Verfassungsbeschwerde zur Strafbarkeit von „Containern“ eingereicht
Berlin, 8. November 2019 - Die Gesellschaft für Freiheitsrechte e.V. (GFF) hat am Freitag in Karlsruhe eine Verfassungsbeschwerde gegen die Verurteilung von zwei Studentinnen eingelegt. Die beiden Frauen, Caro und Franzi, wurden wegen Diebstahls verurteilt, weil sie Lebensmittel aus dem Müllcontainer eines Supermarktes entnommen hatten.
Verfassungsrechtlich
ist dieses Urteil hoch bedenklich. „Das Bayerische Oberste Landesgericht hat
leider nicht berücksichtigt, was der legitime Zweck von Strafrecht im
Rechtsstaat ist: Strafrecht ist dazu da, sozialschädliches Verhalten zu ahnden.
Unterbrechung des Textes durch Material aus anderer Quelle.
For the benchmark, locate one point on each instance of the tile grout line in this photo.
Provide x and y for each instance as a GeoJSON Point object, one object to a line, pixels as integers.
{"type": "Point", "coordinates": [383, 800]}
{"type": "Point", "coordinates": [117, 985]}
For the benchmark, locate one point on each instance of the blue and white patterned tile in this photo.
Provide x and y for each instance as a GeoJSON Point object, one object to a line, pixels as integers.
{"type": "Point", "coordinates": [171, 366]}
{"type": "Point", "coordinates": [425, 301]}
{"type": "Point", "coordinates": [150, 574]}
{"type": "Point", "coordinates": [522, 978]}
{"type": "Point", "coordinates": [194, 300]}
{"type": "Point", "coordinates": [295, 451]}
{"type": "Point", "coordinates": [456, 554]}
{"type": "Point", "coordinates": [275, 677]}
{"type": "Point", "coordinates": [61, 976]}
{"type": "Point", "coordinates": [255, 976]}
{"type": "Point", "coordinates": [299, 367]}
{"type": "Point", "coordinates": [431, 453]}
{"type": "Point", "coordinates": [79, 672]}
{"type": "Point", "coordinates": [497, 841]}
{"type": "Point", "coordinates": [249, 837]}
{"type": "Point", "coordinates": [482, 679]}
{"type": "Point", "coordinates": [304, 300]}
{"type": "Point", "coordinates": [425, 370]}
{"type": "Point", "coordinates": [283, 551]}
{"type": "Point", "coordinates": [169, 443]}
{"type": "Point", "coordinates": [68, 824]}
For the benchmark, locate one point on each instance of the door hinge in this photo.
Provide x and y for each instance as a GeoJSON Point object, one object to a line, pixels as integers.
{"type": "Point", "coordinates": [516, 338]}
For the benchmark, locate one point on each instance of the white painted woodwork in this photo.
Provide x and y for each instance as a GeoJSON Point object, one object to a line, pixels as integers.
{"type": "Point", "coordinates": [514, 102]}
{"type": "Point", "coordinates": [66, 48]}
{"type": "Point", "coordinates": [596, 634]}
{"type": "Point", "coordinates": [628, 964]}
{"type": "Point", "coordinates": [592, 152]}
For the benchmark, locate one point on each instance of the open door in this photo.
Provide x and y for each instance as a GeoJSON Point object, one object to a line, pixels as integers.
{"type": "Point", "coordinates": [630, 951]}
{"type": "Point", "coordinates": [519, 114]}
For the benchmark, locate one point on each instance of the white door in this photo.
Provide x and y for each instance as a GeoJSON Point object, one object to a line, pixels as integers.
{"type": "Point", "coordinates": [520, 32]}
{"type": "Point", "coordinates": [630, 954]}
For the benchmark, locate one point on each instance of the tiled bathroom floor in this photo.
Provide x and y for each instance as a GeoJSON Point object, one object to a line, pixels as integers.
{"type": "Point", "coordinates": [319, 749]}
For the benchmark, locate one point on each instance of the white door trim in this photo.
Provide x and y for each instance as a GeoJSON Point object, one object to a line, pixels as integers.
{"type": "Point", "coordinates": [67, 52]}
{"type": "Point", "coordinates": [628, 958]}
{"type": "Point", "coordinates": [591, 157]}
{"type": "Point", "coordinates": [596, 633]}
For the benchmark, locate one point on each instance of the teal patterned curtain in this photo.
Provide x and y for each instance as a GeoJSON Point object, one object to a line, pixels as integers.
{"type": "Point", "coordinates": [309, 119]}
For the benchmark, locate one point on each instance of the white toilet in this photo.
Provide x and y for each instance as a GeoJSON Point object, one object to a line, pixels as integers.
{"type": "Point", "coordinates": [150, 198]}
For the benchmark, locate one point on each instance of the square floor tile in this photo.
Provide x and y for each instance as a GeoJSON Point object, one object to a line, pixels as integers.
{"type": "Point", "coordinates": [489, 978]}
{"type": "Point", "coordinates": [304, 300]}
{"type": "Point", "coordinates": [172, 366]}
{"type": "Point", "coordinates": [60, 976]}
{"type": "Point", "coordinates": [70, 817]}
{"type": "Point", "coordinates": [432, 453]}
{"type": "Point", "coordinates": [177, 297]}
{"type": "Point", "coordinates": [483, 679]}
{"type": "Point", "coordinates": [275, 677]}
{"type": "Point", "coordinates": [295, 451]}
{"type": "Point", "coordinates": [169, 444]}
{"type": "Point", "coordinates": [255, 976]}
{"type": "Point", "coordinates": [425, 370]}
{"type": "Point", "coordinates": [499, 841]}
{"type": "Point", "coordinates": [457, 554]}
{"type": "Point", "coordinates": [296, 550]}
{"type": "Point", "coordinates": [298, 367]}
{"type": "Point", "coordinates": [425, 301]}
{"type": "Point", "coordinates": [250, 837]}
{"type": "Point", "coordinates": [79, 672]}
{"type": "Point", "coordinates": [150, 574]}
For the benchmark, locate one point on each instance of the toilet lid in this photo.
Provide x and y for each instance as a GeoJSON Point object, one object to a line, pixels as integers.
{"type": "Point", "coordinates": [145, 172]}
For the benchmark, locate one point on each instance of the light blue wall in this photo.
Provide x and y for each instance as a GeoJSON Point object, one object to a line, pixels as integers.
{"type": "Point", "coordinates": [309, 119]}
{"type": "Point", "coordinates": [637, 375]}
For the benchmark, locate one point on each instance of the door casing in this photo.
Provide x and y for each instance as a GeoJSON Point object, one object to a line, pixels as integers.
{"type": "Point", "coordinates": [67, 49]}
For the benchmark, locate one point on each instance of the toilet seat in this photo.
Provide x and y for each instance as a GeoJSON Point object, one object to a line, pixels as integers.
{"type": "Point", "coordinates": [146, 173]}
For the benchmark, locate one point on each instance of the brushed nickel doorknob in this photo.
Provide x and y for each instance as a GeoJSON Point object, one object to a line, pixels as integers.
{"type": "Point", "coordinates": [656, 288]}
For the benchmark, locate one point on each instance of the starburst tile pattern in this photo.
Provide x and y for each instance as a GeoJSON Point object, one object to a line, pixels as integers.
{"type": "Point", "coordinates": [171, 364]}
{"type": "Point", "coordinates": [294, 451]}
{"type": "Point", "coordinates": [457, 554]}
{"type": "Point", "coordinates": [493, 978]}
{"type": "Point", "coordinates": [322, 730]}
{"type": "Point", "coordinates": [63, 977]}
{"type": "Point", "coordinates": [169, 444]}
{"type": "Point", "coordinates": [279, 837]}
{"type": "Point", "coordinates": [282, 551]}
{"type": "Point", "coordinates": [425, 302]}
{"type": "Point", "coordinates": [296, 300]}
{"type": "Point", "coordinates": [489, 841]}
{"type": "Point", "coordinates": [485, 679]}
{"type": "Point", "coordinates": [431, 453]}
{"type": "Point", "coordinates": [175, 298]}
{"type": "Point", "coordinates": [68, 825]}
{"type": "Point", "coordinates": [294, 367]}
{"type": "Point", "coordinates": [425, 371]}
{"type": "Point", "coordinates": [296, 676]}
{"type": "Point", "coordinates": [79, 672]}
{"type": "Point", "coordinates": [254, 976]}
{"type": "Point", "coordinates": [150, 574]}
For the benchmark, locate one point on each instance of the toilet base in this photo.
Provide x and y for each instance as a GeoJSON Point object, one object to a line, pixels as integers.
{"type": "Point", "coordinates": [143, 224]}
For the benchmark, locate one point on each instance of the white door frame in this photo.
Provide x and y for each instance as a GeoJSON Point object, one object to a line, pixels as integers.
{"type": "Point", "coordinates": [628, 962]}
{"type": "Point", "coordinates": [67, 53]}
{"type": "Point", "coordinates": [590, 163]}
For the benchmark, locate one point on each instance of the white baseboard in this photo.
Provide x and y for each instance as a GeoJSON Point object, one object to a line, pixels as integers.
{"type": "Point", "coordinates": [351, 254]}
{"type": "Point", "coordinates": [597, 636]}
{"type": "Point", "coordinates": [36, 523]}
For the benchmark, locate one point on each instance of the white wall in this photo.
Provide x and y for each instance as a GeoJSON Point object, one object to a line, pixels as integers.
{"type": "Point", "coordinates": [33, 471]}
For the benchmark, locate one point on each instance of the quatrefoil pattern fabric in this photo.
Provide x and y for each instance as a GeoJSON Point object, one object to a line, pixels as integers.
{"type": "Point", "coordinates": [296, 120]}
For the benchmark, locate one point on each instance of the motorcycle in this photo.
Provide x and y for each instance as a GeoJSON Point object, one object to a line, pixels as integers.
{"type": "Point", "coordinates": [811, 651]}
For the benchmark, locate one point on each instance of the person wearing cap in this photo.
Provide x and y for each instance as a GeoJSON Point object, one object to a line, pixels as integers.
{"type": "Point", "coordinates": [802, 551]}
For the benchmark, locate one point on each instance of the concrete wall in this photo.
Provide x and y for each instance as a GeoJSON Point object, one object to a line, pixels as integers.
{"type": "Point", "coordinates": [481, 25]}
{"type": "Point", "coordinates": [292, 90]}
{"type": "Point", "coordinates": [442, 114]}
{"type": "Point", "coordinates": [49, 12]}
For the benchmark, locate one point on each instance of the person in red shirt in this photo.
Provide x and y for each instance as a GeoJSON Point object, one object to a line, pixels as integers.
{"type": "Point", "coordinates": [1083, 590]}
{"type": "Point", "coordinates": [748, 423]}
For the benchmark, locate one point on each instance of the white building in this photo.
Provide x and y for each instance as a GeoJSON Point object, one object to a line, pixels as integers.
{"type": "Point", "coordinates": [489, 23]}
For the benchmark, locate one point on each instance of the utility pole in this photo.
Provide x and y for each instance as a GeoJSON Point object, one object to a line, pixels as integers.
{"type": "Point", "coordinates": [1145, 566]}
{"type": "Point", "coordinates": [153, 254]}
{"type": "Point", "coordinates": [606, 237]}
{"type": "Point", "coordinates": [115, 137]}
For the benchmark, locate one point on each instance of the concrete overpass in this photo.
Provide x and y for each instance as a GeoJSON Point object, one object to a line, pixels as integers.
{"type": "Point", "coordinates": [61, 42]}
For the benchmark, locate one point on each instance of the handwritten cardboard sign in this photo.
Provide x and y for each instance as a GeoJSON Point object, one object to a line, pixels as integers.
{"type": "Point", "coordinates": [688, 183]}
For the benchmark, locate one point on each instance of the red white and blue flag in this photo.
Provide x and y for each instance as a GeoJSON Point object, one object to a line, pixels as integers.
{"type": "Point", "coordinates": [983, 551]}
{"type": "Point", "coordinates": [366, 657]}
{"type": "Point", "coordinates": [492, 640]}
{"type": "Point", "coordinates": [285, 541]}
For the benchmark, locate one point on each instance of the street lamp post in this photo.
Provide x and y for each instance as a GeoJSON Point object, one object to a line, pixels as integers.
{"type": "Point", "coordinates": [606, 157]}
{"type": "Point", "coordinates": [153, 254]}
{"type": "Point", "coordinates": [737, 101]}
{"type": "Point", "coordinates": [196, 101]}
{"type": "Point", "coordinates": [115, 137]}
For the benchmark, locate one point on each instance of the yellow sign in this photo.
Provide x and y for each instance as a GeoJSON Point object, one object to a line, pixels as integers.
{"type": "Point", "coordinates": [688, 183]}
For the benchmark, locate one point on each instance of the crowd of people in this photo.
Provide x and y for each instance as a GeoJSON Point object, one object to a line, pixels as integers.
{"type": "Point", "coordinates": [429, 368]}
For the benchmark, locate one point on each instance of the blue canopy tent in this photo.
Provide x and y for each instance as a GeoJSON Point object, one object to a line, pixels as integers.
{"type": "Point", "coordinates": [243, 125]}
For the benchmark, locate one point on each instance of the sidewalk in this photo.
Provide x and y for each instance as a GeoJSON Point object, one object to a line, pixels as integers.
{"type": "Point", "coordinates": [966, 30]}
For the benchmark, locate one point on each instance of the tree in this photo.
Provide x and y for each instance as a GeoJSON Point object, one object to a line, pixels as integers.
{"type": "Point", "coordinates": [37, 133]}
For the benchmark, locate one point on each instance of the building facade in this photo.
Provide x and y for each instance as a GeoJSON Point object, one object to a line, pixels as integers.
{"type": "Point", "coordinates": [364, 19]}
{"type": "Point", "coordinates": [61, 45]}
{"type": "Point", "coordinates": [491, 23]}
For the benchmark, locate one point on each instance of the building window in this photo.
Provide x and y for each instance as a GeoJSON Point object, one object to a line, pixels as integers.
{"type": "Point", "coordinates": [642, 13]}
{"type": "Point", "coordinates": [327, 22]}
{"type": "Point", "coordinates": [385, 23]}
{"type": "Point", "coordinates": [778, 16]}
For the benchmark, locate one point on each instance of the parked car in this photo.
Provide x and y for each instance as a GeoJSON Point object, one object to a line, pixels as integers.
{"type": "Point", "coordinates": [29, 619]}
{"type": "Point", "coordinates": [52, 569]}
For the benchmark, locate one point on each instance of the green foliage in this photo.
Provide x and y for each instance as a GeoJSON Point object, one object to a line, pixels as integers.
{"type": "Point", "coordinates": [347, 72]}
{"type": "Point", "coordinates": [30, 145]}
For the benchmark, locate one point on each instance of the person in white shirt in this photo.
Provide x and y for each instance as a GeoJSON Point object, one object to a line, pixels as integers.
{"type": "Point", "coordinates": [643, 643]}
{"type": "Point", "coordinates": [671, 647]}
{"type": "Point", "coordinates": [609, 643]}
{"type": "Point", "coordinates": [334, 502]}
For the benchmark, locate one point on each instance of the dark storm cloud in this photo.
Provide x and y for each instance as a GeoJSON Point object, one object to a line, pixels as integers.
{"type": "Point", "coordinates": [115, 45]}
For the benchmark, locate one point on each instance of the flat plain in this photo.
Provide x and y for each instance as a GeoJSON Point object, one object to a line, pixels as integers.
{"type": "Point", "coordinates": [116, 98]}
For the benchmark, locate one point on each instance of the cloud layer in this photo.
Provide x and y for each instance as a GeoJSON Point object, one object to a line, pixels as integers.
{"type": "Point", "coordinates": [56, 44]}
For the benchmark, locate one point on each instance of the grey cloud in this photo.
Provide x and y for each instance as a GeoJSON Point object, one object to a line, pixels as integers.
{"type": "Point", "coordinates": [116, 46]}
Wer verhindert, dass Lebensmittel verschwendet werden, tut nichts
Verwerfliches“, sagt Boris Burghardt von der Gesellschaft für
Freiheitsrechte. „Containern ist kein Diebstahl.“
Das Amtsgericht Fürstenfeldbruck hatte die beiden Studentinnen am 30. Januar 2019 wegen gemeinschaftlich begangenen Diebstahls schuldig gesprochen, weil sie Obst, Gemüse und Joghurt aus dem Müllcontainer eines Supermarktes genommen hatten. Die beiden Frauen bekamen jeweils acht Sozialstunden auferlegt sowie eine Geldstrafe von 225 Euro auf Bewährung. Mit Beschluss vom 2. Oktober 2019 bestätigte das Bayerische Oberste Landesgericht das Strafurteil.
„Das Urteil ist unverhältnismäßig und nicht mehr zeitgemäß. Der Staat sollte sich darauf konzentrieren, der Lebensmittelverschwendung Einhalt zu gebieten, und nicht diejenigen kriminalisieren, die entsorgte Lebensmittel weiterverwenden“, kommentieren Max Malkus und Susanne Keller, Anwälte der Beschwerdeführerinnen.
Alleine in Deutschland werden jährlich etwa elf Millionen Tonnen verzehrbare Lebensmittel weggeworfen. Diese Verschwendung wird zunehmend als drängendes gesellschaftliches Problem erkannt. Erst im Juni haben die Justizminister*innen der Länder betont, dass die Verschwendung verzehrbarer Lebensmittel sozial unerwünscht ist. Mehr als 150.000 Menschen haben eine Petition für die Entkriminalisierung des Containerns unterzeichnet.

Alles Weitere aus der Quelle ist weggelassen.